The debate fuelled her thoughts about entering local politics, to try and make a difference from within. She had already joined the Labor Party, in opposition to Australia’s involvement in the Iraq war.
Then a retiring councillor, Tony Keating, encouraged her to run for council, and “he paved the way” for Baker’s preselection.
Loretta Baker became a Maitland City councillor in 2008. Last year, she was elected as the city’s first female mayor. To Cr Baker, the significance of that is sinking in.
“I’m realising it is an opportunity for a different approach, and part of it is probably because I’m female, part of it is because I’m me. It’s good to break that ceiling. Let’s hope it gets broken again and again.”
Cr Baker is keen to help guide the re-emergence of the city’s centre, while still retaining and restoring its heritage buildings.

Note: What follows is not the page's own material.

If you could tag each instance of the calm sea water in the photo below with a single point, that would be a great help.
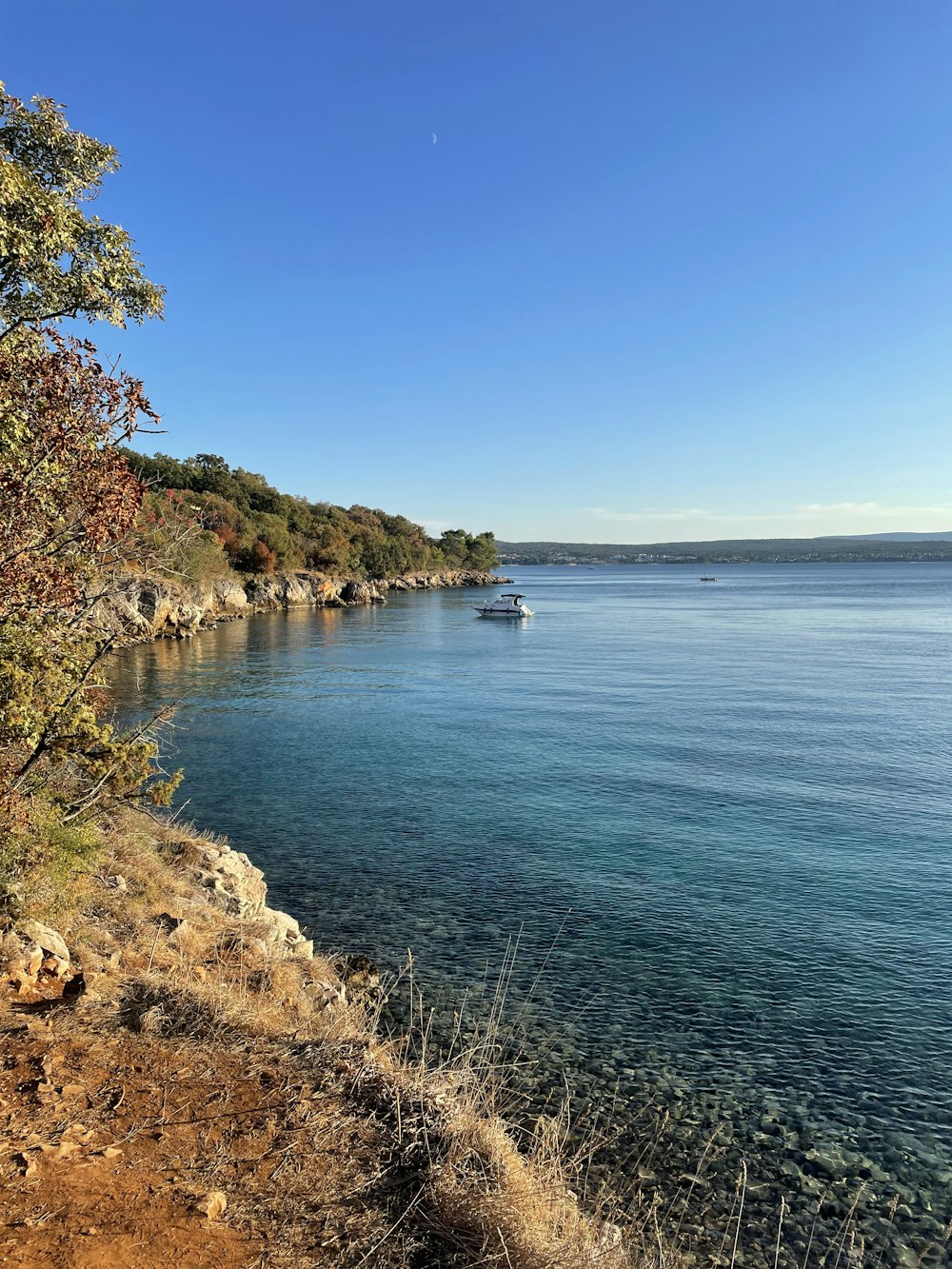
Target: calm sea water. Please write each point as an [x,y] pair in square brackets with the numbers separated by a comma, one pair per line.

“I’d like a bit of soul, some sort of vibe, in the CBD,” she says. When asked if Maitland is lacking that, she responds, “I think it’s getting it in spades.”
The mayor sees the recently completed Riverlink building in High Street as a big step in reconnecting the city with the Hunter flowing through its heart and soul.
As for her own future, Loretta Baker is hoping for more time to simply listen to music, read, be with friends, and to immerse herself in the garden, so she can tame the plants and clear her head.
As she works to be “a force for positive change” in Maitland, Loretta Baker looks forward to seeing where life takes her.
While she’s finding out more about her family tree, the 66-year-old believes that can’t tell her whole story. Loretta Baker’s grown into the person she is through all that she’s done and learnt.
“I feel like I’ve always had an identity,” Baker says. “But that’s probably been shaped more by my life experiences.”